Mit Christine Reuß stellt zum 1. Oktober erstmals eine nicht Mitarbeiterin der Stadtverwaltung ihren Schreibtisch in die Reihen derer der städtischen Angestellten. Reuß steht auf der Gehaltsliste des Arbeitsförderungszentrums und dessen Arbeits- und Bewegungszentrum (ABZ), das schon seit April 2001 eng mit dem Sozialamt zusammenarbeitet. Bislang geschah dies vom Büro am Obertor aus; jetzt werden die Wege - auch für die Antragsteller auf Sozialhilfe - kürzer.
Für Eile bei der Umstrukturierung sorgt nicht nur der anvisierte bessere Bürgerservice, es geht um das Geld. Bei den Ausgaben für die Sozialhilfe belegt Schweinfurt den alles andere als erfreulichen Spitzenplatz in Bayern. In den letzten drei Jahren sind die städtischen Ausgaben für die Sozialhilfe um satte drei Millionen auf 12,5 Millionen Euro gestiegen.
Um dies einzudämmen, wird deshalb auch und gerade bei den Neuzugängen genau geprüft, ob sich die Sozialhilfe nicht vermeiden lässt. Hat das Amt für soziale Leistungen erst einmal geprüft, ob überhaupt Anspruch auf Sozialhilfe besteht, haben sich die Arbeitsfähigen bei Christine Reuß zu melden.
Um welches Potenzial es sich hierbei handelt, verdeutlicht ein Blick auf die letzten zwei Jahre. Die Zuwächse fielen jeweils um die 13 Prozent aus. Etwa ein Drittel der Neuzugänge landet bei Christine Reuß. Bei den allermeisten Fällen ist die Arbeitsfähigkeit - weil beispielsweise Rentner, allein erziehend oder behindert - nicht gegeben. Trotzdem waren es seit April 2001 immerhin 1442 Antragsteller, die beim ABZ vorsprachen.

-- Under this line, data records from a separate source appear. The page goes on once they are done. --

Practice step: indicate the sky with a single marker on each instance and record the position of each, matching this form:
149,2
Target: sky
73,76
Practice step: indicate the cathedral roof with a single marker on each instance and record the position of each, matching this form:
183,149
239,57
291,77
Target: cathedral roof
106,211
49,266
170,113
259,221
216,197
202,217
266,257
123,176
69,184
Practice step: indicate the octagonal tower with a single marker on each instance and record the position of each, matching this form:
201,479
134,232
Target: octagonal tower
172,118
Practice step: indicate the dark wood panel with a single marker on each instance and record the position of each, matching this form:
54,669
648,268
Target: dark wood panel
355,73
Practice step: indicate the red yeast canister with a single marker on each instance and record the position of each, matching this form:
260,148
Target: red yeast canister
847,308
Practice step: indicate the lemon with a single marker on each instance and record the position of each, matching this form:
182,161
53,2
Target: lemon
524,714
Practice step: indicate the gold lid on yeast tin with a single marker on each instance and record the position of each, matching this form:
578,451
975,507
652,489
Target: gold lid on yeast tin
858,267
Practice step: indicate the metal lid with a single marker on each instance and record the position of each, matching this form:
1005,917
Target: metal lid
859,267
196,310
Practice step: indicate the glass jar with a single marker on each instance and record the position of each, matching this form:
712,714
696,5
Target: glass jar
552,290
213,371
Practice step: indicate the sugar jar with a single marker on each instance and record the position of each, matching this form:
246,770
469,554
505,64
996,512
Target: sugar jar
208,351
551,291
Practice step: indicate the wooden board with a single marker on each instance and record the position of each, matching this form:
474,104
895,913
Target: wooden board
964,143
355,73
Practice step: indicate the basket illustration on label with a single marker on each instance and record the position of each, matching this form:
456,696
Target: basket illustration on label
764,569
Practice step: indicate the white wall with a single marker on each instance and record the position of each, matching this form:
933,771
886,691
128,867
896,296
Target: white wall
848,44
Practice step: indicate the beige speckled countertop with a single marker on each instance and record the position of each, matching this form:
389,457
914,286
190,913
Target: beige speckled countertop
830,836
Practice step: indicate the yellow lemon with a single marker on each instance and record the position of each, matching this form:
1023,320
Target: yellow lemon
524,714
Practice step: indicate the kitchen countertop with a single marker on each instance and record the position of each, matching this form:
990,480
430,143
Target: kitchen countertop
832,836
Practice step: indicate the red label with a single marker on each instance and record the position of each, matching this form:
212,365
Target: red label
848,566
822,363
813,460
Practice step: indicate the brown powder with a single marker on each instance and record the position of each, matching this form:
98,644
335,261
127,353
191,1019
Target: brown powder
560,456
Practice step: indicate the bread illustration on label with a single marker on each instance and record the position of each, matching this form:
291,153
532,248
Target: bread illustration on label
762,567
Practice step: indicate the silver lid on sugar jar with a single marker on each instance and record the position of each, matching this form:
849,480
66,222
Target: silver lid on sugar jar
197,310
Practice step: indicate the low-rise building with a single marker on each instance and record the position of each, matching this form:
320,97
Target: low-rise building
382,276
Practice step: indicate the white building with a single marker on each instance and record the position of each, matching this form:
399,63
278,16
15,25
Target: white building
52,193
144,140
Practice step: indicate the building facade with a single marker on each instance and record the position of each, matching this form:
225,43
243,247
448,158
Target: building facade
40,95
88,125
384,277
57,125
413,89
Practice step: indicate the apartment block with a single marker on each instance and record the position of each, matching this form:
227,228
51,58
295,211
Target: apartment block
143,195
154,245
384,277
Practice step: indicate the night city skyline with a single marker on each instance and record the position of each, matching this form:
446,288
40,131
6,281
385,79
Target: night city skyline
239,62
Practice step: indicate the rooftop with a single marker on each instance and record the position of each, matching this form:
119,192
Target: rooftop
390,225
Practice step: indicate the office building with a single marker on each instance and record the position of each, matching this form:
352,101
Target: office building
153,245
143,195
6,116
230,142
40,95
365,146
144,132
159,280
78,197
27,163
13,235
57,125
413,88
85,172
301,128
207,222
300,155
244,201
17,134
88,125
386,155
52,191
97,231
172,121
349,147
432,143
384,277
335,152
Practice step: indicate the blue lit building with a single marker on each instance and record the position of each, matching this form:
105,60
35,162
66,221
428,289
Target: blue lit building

An drei Tagen wird dann die Arbeitswilligkeit eines jeden geprüft. Dafür gibt es 1,50 Euro die Stunde. Zumeist sind es Tätigkeiten beim Gartenamt oder im Bauhof, bei den caritativen Verbänden oder in Heimen. Schnell zeigt sich, ob der Antragsteller Willens ist, eine Arbeit aufzunehmen. Wer nicht mag, der braucht anschließend erst gar keinen Antrag auf Sozialhilfe zu stellen. Getestet werden übrigens weniger irgendwelche berufsspezifischen Qualifikationen; es geht einfach darum, ob die Leute rechtzeitig aus dem Bett kommen und die drei Tage durchhalten.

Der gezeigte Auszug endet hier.